PORTLAND — Improving the market for western juniper wood products could result in a cascading effect that helps solve one of the west’s most vexing environmental problems, a touring group of USDA Rural Development directors learned Wednesday.
A combination of federal grants and public-private collaboration has created a burgeoning market for juniper products ranging from landscape timbers and signposts to decking, butcher block and siding. Half a dozen Rural Development state directors toured a Portland business, Sustainable Northwest Wood, to learn more about the Oregon project.
Tamra Rooney, director of operations for the business, said juniper sales are growing at 50 percent a year and will approach $500,000 in 2014. “We can sell juniper all day long,” she said.
Buyers like juniper for its strength and appearance, and it is naturally rot resistant and doesn’t have to be chemically treated. It’s proving popular as row end posts for organic vineyards, and the Portland Parks Bureau uses juniper posts as well, Rooney said.
“The word is really getting out,” she said.
Increased juniper sales could pay off in unexpected ways for rural producers.
Removing juniper — Oregon alone has an estimated 9 million acres of it — allows native sage and grasses to recover and improves habitat for greater sage grouse, which is up for endangered species consideration in 2015. Hawks and other sage grouse predators perch in western juniper trees, which also suck up prodigious amounts of water — up to 30 gallons a day, by some estimates.
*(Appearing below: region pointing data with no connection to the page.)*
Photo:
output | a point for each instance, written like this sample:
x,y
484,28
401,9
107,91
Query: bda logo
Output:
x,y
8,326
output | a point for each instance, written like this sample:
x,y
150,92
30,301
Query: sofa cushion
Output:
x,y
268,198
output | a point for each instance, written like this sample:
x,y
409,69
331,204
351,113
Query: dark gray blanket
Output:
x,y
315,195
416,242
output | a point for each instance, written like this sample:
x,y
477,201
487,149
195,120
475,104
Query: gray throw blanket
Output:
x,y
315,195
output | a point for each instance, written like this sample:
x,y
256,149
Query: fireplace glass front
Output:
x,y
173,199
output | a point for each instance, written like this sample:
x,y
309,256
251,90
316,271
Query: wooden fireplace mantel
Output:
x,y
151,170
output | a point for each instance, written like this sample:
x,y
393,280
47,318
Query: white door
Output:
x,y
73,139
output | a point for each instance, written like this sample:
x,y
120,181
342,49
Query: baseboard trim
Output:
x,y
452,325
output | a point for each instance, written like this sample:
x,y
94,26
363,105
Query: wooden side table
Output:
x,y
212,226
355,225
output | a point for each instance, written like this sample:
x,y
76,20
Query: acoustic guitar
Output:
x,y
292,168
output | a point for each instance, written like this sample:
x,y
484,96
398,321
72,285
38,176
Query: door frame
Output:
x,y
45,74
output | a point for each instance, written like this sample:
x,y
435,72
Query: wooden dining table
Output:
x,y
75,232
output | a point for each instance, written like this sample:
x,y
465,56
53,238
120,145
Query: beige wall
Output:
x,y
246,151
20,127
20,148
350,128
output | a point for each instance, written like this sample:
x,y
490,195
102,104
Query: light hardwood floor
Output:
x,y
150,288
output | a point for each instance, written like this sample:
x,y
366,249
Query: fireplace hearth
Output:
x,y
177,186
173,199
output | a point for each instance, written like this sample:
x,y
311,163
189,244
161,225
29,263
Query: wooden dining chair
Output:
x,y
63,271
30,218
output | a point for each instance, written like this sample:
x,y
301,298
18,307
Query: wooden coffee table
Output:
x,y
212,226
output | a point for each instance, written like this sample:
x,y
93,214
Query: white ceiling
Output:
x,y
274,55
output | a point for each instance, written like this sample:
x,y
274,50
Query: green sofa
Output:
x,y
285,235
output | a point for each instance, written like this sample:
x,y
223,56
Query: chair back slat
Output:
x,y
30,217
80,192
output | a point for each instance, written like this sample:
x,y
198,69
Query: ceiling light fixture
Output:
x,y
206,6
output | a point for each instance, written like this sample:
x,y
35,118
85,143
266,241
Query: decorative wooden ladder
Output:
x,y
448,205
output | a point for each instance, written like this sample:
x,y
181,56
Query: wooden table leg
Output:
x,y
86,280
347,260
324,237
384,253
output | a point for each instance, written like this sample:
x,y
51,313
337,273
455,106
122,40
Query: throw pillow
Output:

If sage grouse are listed as endangered, it could bring severe grazing restrictions and regulations for western cattle ranchers.
A USDA grant announced in mid-October will pay for Oregon State University and the West Coast Lumber Inspection Bureau to certify juniper’s engineering values. Such certification is required before state agencies such as the Department of Transportation can use juniper posts for signs, guardrails and other uses.